C'est justement dans la partie orientale du delta, où se trouvent le
plus grand nombre de villages submersibles, que se localisaient la
très grande majorité des bombardements de digues. A cette première
constatation qui tendait à prouver l'existence d'un plan
systématique de destruction des digues, dans les régions où les
conséquences seraient les plus graves, l'analyse attentive
permettait d'en ajouter une autre qui renforçait la présomption. En
effet, dans la partie est du delta, les digues n'étaient pas
uniformément attaquées : en particulier les digues situées en
amont d'Haïphong, à l'est de Nam-Sach, n'avaient pas été
bombardées entre avril et juillet 1972. Pourtant, elles se
trouvaient dans une région où de nombreux objectifs routiers,
industriels et militaires étaient par ailleurs intensément
bombardés.
L'examen des cartes et la
thèse de Gourou permirent de comprendre cette exception : en effet,
dans cette partie de la plaine, les fleuves ne coulent plus en levées
(une grande partie des alluvions ont été déposées en amont) et
ils commencent à s'encaisser légèrement au-dessous du niveau moyen
de la plaine. La rupture des digues de cette région ne menaçant pas
les villages puisqu'ils ne sont pas, dans ce secteur, en contrebas
des fleuves,les bombardements n'y ont pas été opérés.
Les digues qui bordent ces
fleuves en amont d'Haïphong ont pour fonctions principales de
réduire l'étalement du ht majeur et surtout de contenir les marées
de tempête lorsque les vents de typhon poussent les eaux marines
dans l'intérieur des terres. Comme ces typhons se produisent
habituellement en automne, le bombardement des digues dans ce secteur
ne présentait guère d'intérêt en été.
Ainsi la carte des points de
bombardement sur les digues dans le delta révélait dans une grande
mesure le plan de l'état-major américain. Si, comme le prétendait
le Pentagone, les digues étaient touchées involontairement, en
raison de leur proximité d'objectifs militaires, la carte aurait été
tout autre : c'est dans les régions d'Hanoï et d'Haïphong que les
digues auraient surtout été touchées. Or ce n'était absolument
pas le cas : la photo aérienne publiée par les hebdomadaires
américains et représentant le passage au sommet d'une grande digue
d'une route chargée de convois militaires est celle du seul point de
bombardement de digue dans la région d'Hanoï.
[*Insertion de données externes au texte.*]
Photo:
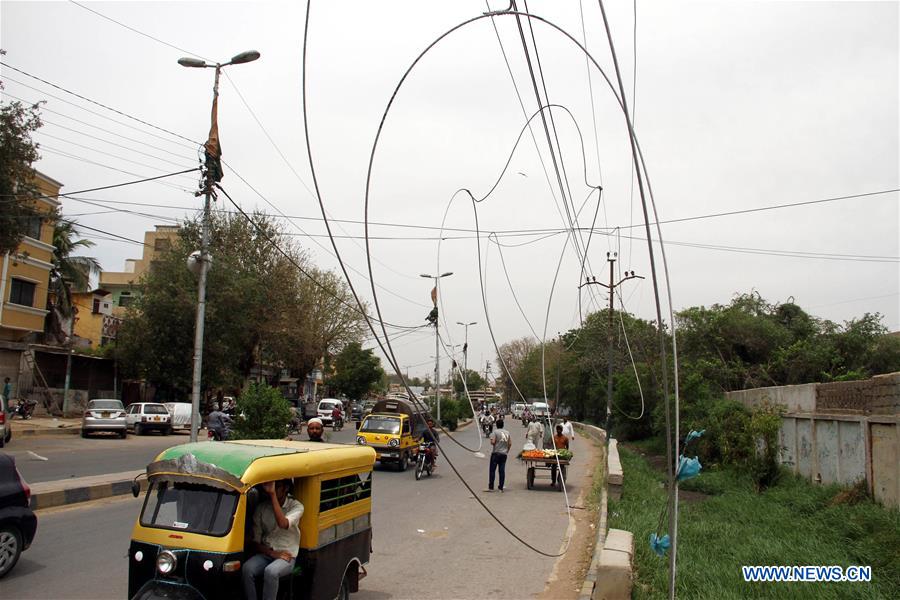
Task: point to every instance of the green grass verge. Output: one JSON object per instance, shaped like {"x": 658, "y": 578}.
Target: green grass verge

Cette photo
correspond à l'exception et non pas à la généralité. Les digues
ont été attaquées presque exclusivement dans la partie orientale
du delta, précisément où se trouvent le plus grand nombre de
villages en contrebas des levées alluviales, où le plus grand
nombre d'hommes périraient en cas de rupture de la digue. Dans la
partie occidentale du delta, le haut delta, les digues n'ont pas été
bombardées (à une seule exception), car dans cette région les
villages situés sur les nombreux bourrelets
alluviaux sont à l'abri de
l'inondation.
Démasquée dans ses grandes
lignes par l'analyse de la carte à petite échelle, la stratégie du
Pentagone a été démontrée, au niveau de sa mise en oeuvre tactique,
par l'analyse à plus grande échelle de certains secteurs et par les
observations sur le terrain.
Enquête dans le district de Nam-Sach (3)
Il se trouve entièrement
entouré de digues et forme en effet presque une île cernée par un
réseau hydrographique particulièrement complexe. Au nord se dispose
un ensemble de rivières, Thuong,Luc Nam, Cau et Duong, qui en
quelques kilomètres se rassemblent pour former la rivièreTaï-Binh.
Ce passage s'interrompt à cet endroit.